El problema moral se agranda aun más cuando entra en escena Ramón, el hermano de Carlos. Él viene del campo, representa el sentido común, la sencillez y la honestidad. Al ver el ambiente en el que está su hermano, se inquieta. Se da cuenta del regalo y de la carta del vizconde, y aunque no tiene evidencias de una infidelidad, lo que ve le basta para angustiarse profundamente. Isabel no se sonroja, no se excusa ni se justifica. Simplemente acepta el aderezo con una sonrisa: “Le esperaba” (Pereda, 1875, p. 34). Para Ramón, esto es incomprensible. No conoce cómo es el mundo urbano, pero sí sabe que hay cosas que no deben pasar, aunque sean legales o incluso algunos lo vean bien.
Aquí es donde la obra llega a su mayor profundidad. No se trata solo de si Isabel es fiel o no. Se trata de cómo una acción aparentemente inofensiva —aceptar un regalo— puede poner en juego la reputación y fama de una persona, la tranquilidad de un matrimonio y la paz de conciencia de un hombre. Porque en esa sociedad, como en muchas todavía hoy, la mujer no solo debía ser honrada, sino también parecerlo. Y si llegaba a fallar en lo segundo, podía arrastrar consigo a su esposo, como si su conducta fuera acondicionada a la suya.
La sociedad que nos da a la vista Pereda está centrada con las apariencias. Solo hay que ver a la marquesa del Azulejo, una mujer que se autoproclama defensora de la virtud pero que vive del chisme, del interés, de las apariencias y de la curiosidad maliciosa. “Curiosa por carácter, y ya en segunda fila por edad, es excusado decir que las mujeres que más brillaban en los salones que ella frecuentaba eran el objeto preferente de su curiosidad” (Pereda, 1875, p. 16). Ella es la clara imagen de una hipocresía colectiva: se exigen virtudes, pero solo mientras estas puedan mostrarse en público en lo íntimo es distinto.
A través de estos personajes, Pereda nos hace pensar sobre lo complicado que es vivir con rectitud en un mundo que valora más lo menos valioso. Carlos, que lo intenta con todas sus fuerzas, termina atrapado entre su deber, su amor por Isabel y su miedo al juicio y críticas de los demás. Isabel, que no ha hecho nada malo, cae en la trampa de las apariencias y se deja envolver por una rivalidad sin razón. Y el vizconde, en su papel de marionetista elegante, solo demuestra que la falta de escrúpulos y valores puede esconderse bajo la más fina educación.
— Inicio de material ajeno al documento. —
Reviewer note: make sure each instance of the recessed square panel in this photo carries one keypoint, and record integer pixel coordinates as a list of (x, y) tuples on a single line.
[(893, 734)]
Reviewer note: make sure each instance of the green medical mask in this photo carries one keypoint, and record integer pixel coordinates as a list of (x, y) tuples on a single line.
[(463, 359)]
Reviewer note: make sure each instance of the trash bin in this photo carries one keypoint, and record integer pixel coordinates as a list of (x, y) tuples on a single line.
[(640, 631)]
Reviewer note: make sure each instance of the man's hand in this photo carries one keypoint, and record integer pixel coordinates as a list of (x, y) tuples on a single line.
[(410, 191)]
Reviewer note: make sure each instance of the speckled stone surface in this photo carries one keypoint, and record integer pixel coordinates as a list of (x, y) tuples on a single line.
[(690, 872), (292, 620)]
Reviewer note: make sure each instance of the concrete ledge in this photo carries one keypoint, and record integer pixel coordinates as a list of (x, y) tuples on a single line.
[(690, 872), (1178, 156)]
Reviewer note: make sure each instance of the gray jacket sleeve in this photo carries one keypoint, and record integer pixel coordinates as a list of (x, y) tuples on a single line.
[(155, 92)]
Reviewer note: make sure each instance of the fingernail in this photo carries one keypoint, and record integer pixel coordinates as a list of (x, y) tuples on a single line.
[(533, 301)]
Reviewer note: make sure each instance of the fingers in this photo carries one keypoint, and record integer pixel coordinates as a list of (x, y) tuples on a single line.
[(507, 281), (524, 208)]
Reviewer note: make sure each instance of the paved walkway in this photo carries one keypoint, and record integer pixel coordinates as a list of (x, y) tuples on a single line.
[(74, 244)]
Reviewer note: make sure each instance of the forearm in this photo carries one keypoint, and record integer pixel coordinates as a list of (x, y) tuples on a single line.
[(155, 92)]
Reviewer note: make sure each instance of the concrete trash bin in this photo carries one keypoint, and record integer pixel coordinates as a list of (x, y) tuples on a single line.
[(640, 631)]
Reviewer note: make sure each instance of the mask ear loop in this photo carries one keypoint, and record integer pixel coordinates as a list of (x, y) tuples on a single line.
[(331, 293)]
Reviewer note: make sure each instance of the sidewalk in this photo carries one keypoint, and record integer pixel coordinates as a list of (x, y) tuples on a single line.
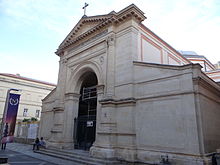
[(27, 150)]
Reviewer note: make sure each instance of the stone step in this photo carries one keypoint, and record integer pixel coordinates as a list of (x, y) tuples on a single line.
[(77, 156)]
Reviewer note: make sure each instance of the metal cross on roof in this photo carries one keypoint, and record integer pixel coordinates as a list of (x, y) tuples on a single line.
[(86, 4)]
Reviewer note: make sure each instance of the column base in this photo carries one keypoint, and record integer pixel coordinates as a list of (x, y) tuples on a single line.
[(104, 153)]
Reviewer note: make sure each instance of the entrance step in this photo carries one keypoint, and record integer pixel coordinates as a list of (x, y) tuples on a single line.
[(77, 156)]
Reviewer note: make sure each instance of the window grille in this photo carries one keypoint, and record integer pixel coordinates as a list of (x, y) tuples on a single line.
[(89, 93)]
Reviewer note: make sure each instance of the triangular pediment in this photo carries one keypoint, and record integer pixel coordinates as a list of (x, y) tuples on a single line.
[(85, 24), (88, 25)]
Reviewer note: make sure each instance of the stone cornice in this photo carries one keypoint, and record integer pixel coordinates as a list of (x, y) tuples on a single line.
[(131, 11), (118, 102)]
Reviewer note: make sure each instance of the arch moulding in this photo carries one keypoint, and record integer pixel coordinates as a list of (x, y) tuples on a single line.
[(77, 76)]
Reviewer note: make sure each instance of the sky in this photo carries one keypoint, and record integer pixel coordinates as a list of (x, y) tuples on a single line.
[(31, 30)]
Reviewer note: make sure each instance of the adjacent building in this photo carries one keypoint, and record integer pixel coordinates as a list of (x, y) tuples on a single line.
[(32, 93), (211, 70)]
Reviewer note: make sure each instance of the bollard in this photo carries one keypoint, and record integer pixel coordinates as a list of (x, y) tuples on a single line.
[(3, 160)]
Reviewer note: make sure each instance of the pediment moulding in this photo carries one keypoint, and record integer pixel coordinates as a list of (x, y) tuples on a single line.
[(113, 18)]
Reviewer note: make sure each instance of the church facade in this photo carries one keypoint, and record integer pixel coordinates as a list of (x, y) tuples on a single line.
[(126, 94)]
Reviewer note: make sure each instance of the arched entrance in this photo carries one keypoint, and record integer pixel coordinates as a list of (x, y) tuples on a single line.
[(85, 123)]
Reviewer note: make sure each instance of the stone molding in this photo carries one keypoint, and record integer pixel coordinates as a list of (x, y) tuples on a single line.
[(118, 102), (72, 96), (58, 109)]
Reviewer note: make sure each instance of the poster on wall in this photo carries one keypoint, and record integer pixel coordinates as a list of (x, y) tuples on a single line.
[(10, 118)]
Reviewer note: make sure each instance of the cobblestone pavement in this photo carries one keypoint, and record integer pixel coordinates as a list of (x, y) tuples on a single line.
[(22, 154)]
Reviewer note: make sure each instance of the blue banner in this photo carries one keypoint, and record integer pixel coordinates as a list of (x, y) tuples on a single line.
[(10, 117)]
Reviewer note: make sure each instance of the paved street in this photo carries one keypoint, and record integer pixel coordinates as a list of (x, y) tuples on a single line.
[(22, 154), (16, 158)]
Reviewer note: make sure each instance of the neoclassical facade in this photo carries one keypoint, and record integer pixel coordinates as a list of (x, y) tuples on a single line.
[(126, 94)]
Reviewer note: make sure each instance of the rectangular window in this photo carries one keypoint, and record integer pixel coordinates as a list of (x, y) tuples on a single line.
[(25, 112), (37, 114)]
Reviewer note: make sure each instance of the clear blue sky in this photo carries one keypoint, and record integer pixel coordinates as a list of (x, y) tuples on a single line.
[(31, 30)]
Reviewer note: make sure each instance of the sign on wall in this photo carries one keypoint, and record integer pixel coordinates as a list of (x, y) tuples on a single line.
[(10, 118)]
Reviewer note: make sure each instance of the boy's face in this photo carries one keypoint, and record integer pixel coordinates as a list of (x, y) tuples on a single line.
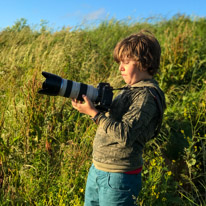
[(130, 72)]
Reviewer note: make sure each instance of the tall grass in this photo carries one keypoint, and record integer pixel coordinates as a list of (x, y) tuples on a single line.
[(46, 146)]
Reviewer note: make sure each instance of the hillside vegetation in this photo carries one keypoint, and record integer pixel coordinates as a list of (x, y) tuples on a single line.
[(46, 146)]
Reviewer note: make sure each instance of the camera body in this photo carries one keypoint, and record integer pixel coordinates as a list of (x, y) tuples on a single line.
[(56, 86)]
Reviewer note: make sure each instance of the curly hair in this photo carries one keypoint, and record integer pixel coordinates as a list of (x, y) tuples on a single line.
[(142, 47)]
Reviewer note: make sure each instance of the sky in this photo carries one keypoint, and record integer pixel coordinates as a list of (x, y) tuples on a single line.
[(74, 13)]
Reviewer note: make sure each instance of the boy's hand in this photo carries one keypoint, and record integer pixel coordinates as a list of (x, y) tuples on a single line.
[(86, 108)]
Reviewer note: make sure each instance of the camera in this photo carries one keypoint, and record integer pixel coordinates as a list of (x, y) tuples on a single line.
[(56, 86)]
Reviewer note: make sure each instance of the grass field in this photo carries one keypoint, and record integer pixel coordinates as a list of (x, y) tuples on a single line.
[(46, 146)]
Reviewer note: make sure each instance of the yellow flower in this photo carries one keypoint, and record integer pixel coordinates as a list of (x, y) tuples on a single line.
[(153, 187), (164, 199), (153, 162)]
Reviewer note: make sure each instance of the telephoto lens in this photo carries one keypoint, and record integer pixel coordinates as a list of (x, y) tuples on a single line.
[(56, 86)]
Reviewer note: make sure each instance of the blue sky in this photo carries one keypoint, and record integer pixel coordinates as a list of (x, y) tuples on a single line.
[(69, 13)]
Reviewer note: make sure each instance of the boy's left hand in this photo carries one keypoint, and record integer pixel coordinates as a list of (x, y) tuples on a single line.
[(86, 108)]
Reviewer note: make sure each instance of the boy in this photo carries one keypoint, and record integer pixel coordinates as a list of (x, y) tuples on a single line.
[(114, 178)]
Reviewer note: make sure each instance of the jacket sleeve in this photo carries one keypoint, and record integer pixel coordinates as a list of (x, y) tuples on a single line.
[(134, 123)]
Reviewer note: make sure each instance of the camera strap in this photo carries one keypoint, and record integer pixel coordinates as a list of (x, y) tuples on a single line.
[(157, 99)]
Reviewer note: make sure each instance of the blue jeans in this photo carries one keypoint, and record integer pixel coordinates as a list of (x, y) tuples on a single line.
[(111, 189)]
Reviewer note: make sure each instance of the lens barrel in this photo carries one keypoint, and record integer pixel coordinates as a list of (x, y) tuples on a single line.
[(57, 86)]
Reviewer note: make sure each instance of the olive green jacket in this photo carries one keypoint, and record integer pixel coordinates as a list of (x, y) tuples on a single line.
[(123, 132)]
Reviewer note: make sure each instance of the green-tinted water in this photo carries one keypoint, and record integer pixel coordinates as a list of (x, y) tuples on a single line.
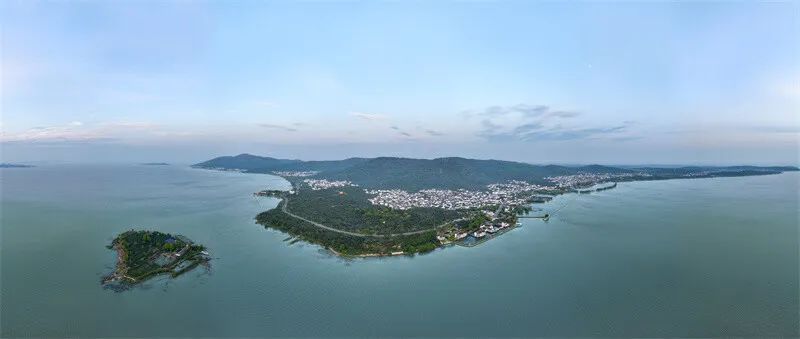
[(707, 257)]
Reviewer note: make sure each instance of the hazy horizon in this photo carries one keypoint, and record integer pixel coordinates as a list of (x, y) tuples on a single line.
[(581, 83)]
Al leer La mujer del César no simplemente estamos ante una historia bien escrita, con personajes vivos y diálogos interesantes. Es también embarcarnos en una introspección. ¿Cuántas veces hemos juzgado a alguien solo por lo que hace y no por su esencia? ¿Cuántas veces hemos dejado de ser nosotros solo para que nos vean de manera distinta? ¿Y cuántas veces nos hemos callado, como Carlos, por miedo al qué dirán? Son preguntas para reflexionar y pensar en cuántas veces nos dejamos llevar por las apariencias y no por lo esencial. Y tal vez por eso la novela de Pereda, aunque ambientada hace más de un siglo, sigue hablándonos con una claridad inquietante hoy día, cuando cada caso de la obra se ve reflejado en muchas vidas de hoy.
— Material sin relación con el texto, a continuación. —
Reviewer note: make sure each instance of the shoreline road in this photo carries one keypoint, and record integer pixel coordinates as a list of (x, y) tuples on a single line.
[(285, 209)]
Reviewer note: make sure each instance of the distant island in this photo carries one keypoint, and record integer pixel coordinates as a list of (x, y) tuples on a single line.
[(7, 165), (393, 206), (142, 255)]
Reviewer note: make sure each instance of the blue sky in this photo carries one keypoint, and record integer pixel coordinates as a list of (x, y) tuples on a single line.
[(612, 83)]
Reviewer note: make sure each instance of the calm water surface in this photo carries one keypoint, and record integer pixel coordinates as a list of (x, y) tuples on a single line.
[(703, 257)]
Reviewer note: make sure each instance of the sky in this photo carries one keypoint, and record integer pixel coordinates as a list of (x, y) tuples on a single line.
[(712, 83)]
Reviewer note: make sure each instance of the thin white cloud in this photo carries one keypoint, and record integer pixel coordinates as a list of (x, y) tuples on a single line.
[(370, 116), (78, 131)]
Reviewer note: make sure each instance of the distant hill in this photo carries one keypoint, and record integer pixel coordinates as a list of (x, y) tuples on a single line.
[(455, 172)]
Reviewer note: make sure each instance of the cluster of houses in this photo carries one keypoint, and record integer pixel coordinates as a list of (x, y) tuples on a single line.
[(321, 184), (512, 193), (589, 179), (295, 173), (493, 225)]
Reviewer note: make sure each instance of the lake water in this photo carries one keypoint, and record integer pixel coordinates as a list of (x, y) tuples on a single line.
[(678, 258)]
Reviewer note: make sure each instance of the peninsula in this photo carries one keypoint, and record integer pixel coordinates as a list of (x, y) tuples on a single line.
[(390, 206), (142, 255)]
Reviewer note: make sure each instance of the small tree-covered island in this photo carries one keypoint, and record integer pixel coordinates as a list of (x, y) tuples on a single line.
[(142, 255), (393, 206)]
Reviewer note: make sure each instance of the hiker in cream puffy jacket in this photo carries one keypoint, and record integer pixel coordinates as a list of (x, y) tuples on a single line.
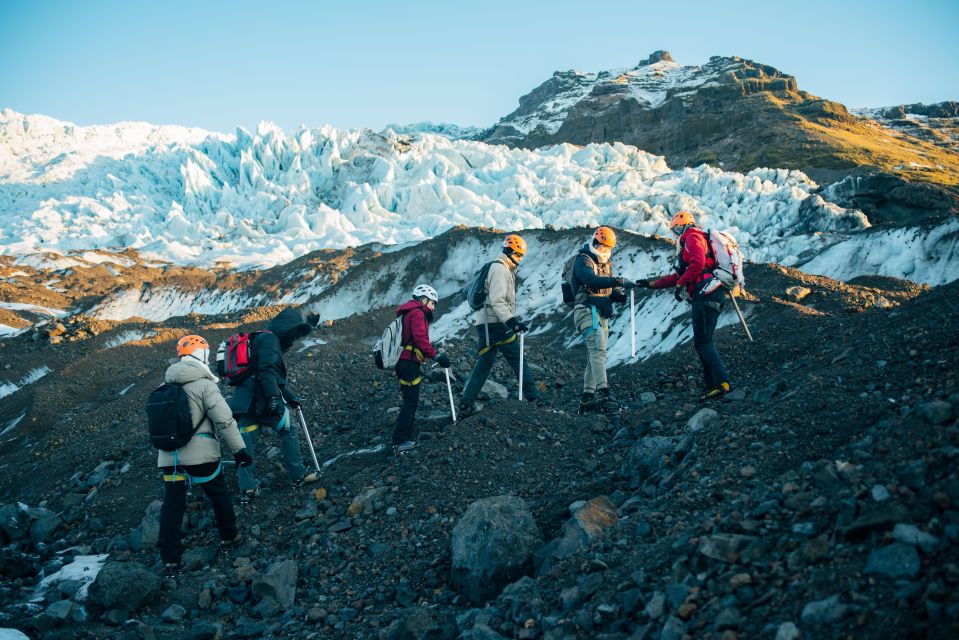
[(497, 326), (198, 461)]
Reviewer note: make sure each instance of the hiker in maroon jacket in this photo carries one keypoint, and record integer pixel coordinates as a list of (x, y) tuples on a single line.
[(417, 349)]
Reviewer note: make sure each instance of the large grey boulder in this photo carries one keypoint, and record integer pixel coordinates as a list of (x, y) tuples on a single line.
[(279, 583), (647, 458), (124, 585), (493, 544)]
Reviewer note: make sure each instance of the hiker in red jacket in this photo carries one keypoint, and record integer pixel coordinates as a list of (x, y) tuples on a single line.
[(695, 267), (417, 349)]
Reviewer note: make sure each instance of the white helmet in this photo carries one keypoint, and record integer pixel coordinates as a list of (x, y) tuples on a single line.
[(425, 291)]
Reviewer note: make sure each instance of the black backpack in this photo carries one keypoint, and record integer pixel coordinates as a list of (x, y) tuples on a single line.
[(476, 289), (168, 417)]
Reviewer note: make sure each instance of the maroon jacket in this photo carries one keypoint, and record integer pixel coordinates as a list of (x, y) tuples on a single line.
[(695, 261), (416, 331)]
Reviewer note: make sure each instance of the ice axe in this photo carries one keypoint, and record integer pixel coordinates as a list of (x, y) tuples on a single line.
[(522, 336), (309, 440), (449, 390), (740, 314)]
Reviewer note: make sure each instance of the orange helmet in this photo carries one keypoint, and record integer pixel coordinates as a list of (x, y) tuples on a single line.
[(189, 344), (605, 236), (681, 219), (514, 244)]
Es una novela que sin duda alguna invito a leer porque trata temas de sociedad y nos hace ver más lo de adentro, nos enseña lo que es juzgar, quedarse callado y no gritar cuando es necesario. l
La autora del artículo es estudiante de la Licenciatura en Lengua y Literatura en la Pontificia Universidad Católica Madre y Maestra (PUCMM).